By 1965, he altered the last name of his spelling to Burnette and began performing at various nightclubs in California. He released the singles "Blue Misery" and "Huma La La La", both credited to Billy Joe Burnette and the Stingers, that same year. "Huma La La La" was also recorded by Belgian rock group the Pebbles. A year later, he transferred to Nashville, Tennessee-based Gold Standard Records, where he issued "Lust for Life". In 1967, he appeared as a guest on The Dating Game and The Joey Bishop Show. He also issued a rendition of the country standard "Born to Lose". An uncredited column in the Richmond Times-Dispatch stated in 1969 that Burnette's singles at the time, such as the "Born to Lose" cover, marked a shift from rockabilly to country music, and that many of his singles were played by country radio stations in Virginia.

In mid-1970, he founded his own record label in Hollywood, known as BJB Records.

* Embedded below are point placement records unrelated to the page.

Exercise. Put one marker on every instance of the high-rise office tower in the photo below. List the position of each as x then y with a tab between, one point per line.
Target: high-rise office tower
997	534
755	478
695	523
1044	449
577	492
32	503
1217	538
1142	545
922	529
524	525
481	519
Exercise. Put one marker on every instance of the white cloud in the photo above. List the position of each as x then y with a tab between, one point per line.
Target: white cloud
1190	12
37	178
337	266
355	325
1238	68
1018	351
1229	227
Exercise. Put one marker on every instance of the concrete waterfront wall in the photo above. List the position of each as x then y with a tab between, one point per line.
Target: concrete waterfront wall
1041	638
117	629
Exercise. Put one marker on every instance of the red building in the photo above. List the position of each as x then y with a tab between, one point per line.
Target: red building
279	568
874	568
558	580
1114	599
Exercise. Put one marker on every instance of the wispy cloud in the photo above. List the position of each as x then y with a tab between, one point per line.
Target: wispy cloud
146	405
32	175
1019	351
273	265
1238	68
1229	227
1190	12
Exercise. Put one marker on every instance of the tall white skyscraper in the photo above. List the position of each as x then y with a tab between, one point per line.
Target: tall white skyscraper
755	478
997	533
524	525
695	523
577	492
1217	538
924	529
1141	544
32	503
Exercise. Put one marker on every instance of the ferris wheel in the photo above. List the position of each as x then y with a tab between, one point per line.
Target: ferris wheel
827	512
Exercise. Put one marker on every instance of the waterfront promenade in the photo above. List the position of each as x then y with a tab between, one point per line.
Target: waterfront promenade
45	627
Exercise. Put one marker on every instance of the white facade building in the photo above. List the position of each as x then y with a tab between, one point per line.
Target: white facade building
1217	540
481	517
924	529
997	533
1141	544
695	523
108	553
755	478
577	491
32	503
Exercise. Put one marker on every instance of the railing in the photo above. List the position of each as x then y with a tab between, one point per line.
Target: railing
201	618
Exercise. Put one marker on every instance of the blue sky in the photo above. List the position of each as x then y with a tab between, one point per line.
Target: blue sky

He moved back to Roanoke in 1974, where he continued to work in a recording studio. Burnette also assembled a local country music revue which he called "Direct from Nashville's Grand Ole Opry". Hal Durham, who managed the Grand Ole Opry at the time, asked Burnette to change the name of the show as "Opry" was a registered trademark at the time and could not be used in revues unless at least three-quarters of the performers involved were members of the institution. At the time, Stonewall Jackson was the only artist at Burnette's performances who was a member, although others had performed at the Grand Ole Opry House without formally becoming members.

By the mid-1970s, Burnette had begun working in Nashville as a song promoter for the publishing company Cedarwood Music. He was submitted the song "Teddy Bear", written by a truck driver named Dale Royal. Burnette made alterations to Royal's lyric and submitted the song to Red Sovine, who recorded it. Sovine's rendition of the song was a number-one on the Billboard Hot Country Songs charts in 1976, in addition to reaching top 40 of the Billboard Hot 100.

Following the commercial success of "Teddy Bear", Burnette founded a second record label called Teddy Bear Records, and also wrote the song "Preacher Man" which was recorded by Little Jimmy Dickens. He also became a deputy sheriff in Nashville at this point. After the death of Elvis Presley in 1977, Burnette and Royal recorded a tribute album on Gusto Records titled Welcome Home, Elvis. Vern Nelson of the South Pasadena Review praised the title track as "touching", and thought that the album focused more on the religious aspects of Presley's music than other tributes did. In 1990, Burnette made his only appearance on the Billboard country charts as a singer, peaking at number 90 with "Three Flags" on Badger Records. He continued to perform locally and write songs throughout the 1990s and first decade of the 21st century.

MusicRow reported in January 2017 that Burnette died in his home in Port Orange, Florida of unknown causes. Chart historian Joel Whitburn listed Burnette's date of death as December 29, 2016.